La Dia ha avviato un monitoraggio e i report che ne raccolgono i risultati denunciano molte irregolarità con tantissimi beni che risultano ancora occupati o dai mafiosi stessi o da loro parenti e prestanome. All’origine di questo fenomeno, secondo gli estensori del Rapporto, ci sono «inadempienze, procedure farraginose, lungaggini burocratiche». Con una beffa, oltre al danno: i criminali che non vengono sgomberati dagli immobili godono perfino del vantaggio di non dover pagare le tasse sul bene, poiché sequestrato.

Infine, finché i beni sotto sequestro non vengono riutilizzati, anche quando non sono più direttamente a disposizione dei soggetti mafiosi, «comunicano all’esterno il permanere del loro controllo sul territorio», evidenziano Coldiretti, Eurispes e Osservatorio sulla criminalità nell’agricoltura e sul sistema agroalimentare.

A essere colpito dalle agromafie è soprattutto il Sud, dove – specie in alcune province – il controllo da parte di mafia, camorra e ’ndrangheta è diffuso e capillare: «In regioni quali la Calabria e la Sicilia si denota un grado di controllo criminale del territorio pressoché totale, al pari della Campania – si legge nel Rapporto – Il grado di controllo e penetrazione territoriale della Sacra corona unita in Puglia, invece, pur mantenendosi significativamente elevato, risulta inferiore che altrove così come in Sardegna, regione dove all’elevata intensità dell’associazionismo criminale non corrisponde di pari grado l’egemonia di un’unica organizzazione».

Ma se il Mezzogiorno la fa da padrone, questo non vuol dire certo che altre zone d’Italia siano immuni: una «forte e stabile presenza» delle agromafie è stata riscontrata nel Centro, in Abruzzo e in Umbria, in alcune zone delle Marche, nel Grossetano e nel Lazio, in particolar modo a Latina e Frosinone.
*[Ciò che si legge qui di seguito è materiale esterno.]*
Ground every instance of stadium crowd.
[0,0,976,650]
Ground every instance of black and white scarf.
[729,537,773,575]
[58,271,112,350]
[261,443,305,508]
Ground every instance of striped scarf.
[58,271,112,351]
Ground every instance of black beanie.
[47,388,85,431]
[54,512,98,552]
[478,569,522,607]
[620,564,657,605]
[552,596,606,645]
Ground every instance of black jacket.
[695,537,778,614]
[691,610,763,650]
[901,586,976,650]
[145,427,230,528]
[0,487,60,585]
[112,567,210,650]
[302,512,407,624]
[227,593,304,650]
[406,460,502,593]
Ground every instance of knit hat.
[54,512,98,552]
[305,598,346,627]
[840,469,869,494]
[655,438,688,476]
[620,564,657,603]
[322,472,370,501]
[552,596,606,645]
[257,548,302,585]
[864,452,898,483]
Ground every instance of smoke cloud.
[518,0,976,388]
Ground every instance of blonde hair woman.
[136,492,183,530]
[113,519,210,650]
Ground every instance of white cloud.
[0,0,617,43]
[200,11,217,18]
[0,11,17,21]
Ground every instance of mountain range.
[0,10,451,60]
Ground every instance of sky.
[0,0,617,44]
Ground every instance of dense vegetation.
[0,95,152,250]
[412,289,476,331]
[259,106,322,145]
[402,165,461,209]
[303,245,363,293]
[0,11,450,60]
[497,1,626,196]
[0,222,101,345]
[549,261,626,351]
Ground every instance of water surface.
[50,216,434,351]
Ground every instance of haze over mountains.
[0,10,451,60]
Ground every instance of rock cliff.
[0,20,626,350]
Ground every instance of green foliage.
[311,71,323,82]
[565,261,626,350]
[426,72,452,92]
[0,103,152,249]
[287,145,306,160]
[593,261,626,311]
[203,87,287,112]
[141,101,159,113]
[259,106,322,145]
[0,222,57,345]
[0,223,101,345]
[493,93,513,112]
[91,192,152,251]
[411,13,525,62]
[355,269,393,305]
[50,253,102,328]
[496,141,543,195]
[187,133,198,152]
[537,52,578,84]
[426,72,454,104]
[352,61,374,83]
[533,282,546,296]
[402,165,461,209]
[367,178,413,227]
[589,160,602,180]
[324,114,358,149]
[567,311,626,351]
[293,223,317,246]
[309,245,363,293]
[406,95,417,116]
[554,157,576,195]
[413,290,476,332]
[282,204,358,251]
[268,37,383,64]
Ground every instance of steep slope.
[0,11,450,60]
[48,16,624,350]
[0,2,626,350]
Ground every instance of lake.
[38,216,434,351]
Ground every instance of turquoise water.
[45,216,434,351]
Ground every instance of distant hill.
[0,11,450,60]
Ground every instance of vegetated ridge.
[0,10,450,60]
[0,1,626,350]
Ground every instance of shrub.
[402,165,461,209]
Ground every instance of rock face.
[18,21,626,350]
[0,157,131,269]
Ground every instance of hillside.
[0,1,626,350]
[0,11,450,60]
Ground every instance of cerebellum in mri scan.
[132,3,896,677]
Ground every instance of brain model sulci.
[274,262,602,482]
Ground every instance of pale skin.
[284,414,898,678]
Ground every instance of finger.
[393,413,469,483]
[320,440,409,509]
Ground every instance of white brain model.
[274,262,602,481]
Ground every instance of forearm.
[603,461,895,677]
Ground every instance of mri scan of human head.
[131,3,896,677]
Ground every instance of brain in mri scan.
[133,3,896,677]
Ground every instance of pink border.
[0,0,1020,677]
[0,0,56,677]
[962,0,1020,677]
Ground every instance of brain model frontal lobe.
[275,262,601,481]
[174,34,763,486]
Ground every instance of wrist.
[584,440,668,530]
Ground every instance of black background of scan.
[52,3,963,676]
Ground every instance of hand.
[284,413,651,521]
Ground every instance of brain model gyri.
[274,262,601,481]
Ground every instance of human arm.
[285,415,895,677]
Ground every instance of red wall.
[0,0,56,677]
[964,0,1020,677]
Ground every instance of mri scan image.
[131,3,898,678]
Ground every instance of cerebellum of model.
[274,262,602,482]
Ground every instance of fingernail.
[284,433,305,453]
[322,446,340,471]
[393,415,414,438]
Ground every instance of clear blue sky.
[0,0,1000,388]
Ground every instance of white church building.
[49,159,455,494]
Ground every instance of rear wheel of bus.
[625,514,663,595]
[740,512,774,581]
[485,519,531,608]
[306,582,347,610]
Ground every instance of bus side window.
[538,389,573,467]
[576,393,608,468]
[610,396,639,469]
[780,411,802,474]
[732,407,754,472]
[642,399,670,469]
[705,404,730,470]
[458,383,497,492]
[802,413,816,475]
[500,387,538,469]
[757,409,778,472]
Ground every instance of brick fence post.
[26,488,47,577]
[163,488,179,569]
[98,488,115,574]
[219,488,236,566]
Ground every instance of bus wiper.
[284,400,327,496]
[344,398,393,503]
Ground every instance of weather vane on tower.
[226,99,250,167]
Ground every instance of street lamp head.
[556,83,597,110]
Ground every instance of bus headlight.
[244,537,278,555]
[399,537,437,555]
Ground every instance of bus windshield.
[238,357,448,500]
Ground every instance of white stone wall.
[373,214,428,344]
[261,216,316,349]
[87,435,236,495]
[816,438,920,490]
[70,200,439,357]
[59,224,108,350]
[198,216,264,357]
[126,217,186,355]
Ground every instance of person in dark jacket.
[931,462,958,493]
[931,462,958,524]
Anche al Nord il fenomeno presenta un grado di penetrazione importante in Piemonte, nell’Alto lombardo, nella provincia di Venezia e nelle province romagnole lungo la Via Emilia.

«Contro il lavoro nero monitoriamo le nostre aziende e siamo pronti a espellere dall’organizzazione chi non rispetta i lavoratori – dice Gennarino Masiello, presidente di Coldiretti Campania – Allo stesso modo chiediamo alle istituzioni un controllo sul mercato nero ortofrutticolo. Nelle zone più a rischio si moltiplicano i “furti nelle campagne” e spuntano banchetti illegali lungo le strade. Ormai siamo alle postazioni fisse, una sfida all’impunità».